Samaraweera remained with Kumaratunga when her government was defeated in 2001, only to return to power in 2004. However, despite Kumaratunga’s reservations, he sided with Mahinda Rajapaksa in 2005, being his campaign manager for the presidential election that year which he narrowly won against Ranil Wickremesinghe, following a boycott of the poll in the North and East.

Maturing politically, Samaraweera became increasingly disenchanted with the Rajapaksa government’s nationalistic ideology and its strategy of promoting Sinhala Buddhist majoritarianism to win elections. Along with Anura Bandaranaike and SripathiSooriyarachchi, he defected to the opposition in 2007.

Briefly, he toyed with the idea of forming his own political party, naming it the Sri Lanka Freedom Party (Mahajana) faction. Knowing the realities of Lankan politics which is mostly a two-party race, he aligned with the UNP.


Samaraweera’s political outlook had become increasingly liberal by this time and found resonance with UNP leader Ranil Wickremesinghe. He worked tirelessly in the opposition and became a vociferous critic of the Rajapaksa regime.

Using his position in the UNP and his close friendship with Kumaratunga, Samaraweera was able to bridge the gap between the two erstwhile political rivals. This, and a series of closely guarded and carefully crafted political moves resulted in Maithripala Sirisena defecting from the SLFP and running against Mahinda Rajapaksa to register a surprise victory. There is no gainsaying that the individual most responsible for that sophisticated political operation was Mangala Samaraweera.

For his efforts, he was rewarded with the plum portfolio of Foreign Affairs. There, he undertook the massive task of repairing Sri Lanka’s image in the eyes of the world, when it was being described as a pariah state that was guilty of genocide. Samaraweera did much to correct that impression, negotiating with the United States and the United Nations and offering sensible compromises instead of the intransigence of the Rajapaksa regime.

Later on, he had to take on the even more important Finance Ministry in the aftermath of the debacle brought about Ravi Karunanayake’s alleged involvement in the Central Bank bond scandal.
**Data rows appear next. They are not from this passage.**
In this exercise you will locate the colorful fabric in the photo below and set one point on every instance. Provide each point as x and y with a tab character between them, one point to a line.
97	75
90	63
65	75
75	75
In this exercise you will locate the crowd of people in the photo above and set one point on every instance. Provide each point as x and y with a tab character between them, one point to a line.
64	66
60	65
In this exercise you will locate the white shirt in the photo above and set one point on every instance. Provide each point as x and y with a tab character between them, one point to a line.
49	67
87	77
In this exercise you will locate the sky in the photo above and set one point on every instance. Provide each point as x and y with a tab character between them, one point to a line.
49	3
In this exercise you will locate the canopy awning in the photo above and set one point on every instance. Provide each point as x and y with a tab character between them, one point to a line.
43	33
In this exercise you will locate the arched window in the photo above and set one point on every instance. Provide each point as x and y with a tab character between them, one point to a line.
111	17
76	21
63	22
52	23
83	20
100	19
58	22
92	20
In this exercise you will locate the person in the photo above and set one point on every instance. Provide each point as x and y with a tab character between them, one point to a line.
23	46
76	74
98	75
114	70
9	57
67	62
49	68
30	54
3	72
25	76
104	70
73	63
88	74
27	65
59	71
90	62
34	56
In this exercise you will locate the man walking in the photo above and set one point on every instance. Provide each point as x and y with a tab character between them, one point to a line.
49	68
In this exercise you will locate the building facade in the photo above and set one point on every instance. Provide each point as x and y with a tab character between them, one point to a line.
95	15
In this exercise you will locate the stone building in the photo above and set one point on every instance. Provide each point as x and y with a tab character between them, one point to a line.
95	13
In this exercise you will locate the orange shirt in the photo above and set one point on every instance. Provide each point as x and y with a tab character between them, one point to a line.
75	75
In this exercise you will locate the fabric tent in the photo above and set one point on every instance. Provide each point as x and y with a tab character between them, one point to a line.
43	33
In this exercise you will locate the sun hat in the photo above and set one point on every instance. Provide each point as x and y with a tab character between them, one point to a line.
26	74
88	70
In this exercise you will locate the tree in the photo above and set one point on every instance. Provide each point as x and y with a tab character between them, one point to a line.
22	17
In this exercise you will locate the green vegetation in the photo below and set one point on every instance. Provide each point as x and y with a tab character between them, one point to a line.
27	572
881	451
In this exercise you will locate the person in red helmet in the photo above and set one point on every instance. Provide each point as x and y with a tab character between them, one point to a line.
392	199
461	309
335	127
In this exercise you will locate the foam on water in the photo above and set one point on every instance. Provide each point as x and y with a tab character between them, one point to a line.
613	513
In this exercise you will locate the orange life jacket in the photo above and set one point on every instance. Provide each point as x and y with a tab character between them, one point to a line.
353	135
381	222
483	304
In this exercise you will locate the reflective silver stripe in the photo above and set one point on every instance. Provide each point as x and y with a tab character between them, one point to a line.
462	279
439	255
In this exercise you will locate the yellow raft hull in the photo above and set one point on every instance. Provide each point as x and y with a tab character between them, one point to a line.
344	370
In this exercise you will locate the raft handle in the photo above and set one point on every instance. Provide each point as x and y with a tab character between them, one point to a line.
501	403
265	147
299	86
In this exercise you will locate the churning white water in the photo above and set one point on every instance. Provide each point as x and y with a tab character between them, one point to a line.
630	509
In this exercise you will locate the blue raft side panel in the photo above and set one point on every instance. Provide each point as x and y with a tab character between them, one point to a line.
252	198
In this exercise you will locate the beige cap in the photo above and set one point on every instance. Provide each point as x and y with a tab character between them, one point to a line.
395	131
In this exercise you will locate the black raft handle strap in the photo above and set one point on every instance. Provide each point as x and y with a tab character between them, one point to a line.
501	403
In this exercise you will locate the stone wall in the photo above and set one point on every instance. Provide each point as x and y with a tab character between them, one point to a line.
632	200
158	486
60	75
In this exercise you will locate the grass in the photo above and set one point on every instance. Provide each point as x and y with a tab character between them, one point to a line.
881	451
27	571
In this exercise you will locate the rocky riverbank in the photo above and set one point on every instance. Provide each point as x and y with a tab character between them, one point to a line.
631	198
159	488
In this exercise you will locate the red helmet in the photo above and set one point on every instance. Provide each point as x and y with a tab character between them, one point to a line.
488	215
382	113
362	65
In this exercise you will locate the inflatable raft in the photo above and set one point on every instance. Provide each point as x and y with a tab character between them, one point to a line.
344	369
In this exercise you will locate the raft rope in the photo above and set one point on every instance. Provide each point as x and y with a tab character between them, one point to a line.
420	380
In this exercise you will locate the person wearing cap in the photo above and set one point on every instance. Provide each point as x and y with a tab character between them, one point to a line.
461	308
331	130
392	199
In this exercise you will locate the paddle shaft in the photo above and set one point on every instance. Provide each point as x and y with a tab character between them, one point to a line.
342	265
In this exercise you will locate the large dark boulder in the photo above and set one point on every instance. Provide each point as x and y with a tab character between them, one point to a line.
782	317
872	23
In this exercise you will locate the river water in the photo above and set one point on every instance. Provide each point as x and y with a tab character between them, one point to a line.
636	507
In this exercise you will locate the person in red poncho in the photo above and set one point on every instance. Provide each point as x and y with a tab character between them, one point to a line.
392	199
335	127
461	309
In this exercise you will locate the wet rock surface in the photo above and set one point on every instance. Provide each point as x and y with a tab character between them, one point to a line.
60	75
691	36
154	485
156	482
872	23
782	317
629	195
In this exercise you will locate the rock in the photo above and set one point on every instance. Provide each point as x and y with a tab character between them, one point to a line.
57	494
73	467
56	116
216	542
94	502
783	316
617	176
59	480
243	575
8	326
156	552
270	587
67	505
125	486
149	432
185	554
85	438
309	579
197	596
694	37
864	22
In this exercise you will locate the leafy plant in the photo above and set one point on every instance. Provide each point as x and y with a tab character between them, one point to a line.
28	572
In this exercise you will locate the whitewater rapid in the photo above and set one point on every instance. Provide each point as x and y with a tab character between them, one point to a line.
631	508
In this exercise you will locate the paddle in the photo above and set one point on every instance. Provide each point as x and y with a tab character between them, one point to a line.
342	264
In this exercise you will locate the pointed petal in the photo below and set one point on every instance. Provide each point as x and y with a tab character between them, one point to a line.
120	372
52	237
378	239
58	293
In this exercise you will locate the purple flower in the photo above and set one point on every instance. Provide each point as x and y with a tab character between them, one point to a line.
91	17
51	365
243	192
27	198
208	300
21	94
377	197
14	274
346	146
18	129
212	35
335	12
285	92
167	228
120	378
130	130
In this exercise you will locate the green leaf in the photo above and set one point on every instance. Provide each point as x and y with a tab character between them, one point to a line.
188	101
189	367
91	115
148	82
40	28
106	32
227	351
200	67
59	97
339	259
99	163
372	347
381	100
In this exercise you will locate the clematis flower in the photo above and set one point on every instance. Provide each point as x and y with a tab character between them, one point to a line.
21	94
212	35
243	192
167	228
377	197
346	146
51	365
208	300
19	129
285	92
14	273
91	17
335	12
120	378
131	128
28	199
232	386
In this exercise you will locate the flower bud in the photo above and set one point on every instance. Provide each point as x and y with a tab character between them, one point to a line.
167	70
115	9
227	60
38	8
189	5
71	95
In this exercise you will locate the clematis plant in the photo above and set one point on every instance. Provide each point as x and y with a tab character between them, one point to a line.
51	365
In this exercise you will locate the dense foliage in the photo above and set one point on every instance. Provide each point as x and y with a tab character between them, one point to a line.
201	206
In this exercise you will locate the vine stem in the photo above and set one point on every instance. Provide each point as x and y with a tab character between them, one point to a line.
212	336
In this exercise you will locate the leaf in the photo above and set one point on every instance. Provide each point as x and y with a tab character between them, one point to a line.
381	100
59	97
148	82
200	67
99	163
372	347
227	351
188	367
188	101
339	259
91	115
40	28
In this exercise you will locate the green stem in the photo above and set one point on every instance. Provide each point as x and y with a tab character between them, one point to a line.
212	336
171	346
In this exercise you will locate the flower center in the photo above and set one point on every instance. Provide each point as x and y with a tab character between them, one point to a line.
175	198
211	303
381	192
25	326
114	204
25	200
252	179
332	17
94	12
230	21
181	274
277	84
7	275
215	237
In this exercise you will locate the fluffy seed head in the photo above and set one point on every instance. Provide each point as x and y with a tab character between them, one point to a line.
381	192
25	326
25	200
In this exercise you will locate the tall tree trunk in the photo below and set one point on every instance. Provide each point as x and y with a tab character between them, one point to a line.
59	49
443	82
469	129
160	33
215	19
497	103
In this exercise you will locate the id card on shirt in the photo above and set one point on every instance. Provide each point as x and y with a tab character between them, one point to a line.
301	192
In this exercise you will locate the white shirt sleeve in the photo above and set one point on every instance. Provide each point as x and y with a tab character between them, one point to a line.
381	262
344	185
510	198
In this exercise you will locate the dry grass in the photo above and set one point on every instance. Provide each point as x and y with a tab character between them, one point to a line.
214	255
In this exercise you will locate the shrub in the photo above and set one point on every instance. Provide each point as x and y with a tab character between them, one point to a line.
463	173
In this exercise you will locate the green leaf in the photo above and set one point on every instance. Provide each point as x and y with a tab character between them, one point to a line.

Samaraweera took great pride in ensuring fiscal discipline, even at the cost of the government’s popularity.

Samaraweera however couldn’t prevent the subsequent decline and disintegration of the Sirisena-Wickremesinghe combine and its ultimate result, the split in the UNP that led to the formation of the SJB. He tried his best to reconcile the differences between Wickremesinghe and Sajith Premadasa but failed mostly because the former was inflexible and unyielding.

In the end, he went where the majority of the UNP went, to the SJB, but was not totally convinced that the new party had the correct vision, the policies or the gravitas to command the respect of the people. He saw the fledgling party being populated by persons with narrow-minded agendas and ulterior motives, even if Premadasa himself had better intentions. Disillusioned, he quickly called it quits.

Samaraweera will be remembered not only for his political nous and his uncanny ability to pick a winner but also for speaking his mind when lesser people would have held their tongue because it was politically advantageous to do so. He should also be acknowledged as one of the few remaining honest politicians who was not accused of making big bucks despite overseeing many a high-profile ministry where there would have been many an opportunity. Also, he could never be accused of being a racist.  

Samaraweera leaves us at the age of 65. At a recent television interview, he opined that he would probably live another ten to fifteen years and that he wanted to use that time to create a better country. He had already embarked on a project called the ‘Radical Centre’ which he launched just a month ago. Unfortunately, it was not to be.    

Mangala Samaraweera was as a voice which spoke clearly and with common sense, even when the chips were down and the odds stacked against him. He will be sorely missed by Sri Lanka in the years to come and the void he leaves will become more apparent as an authoritarian, obstinate regime tries to tighten its grip on the nation.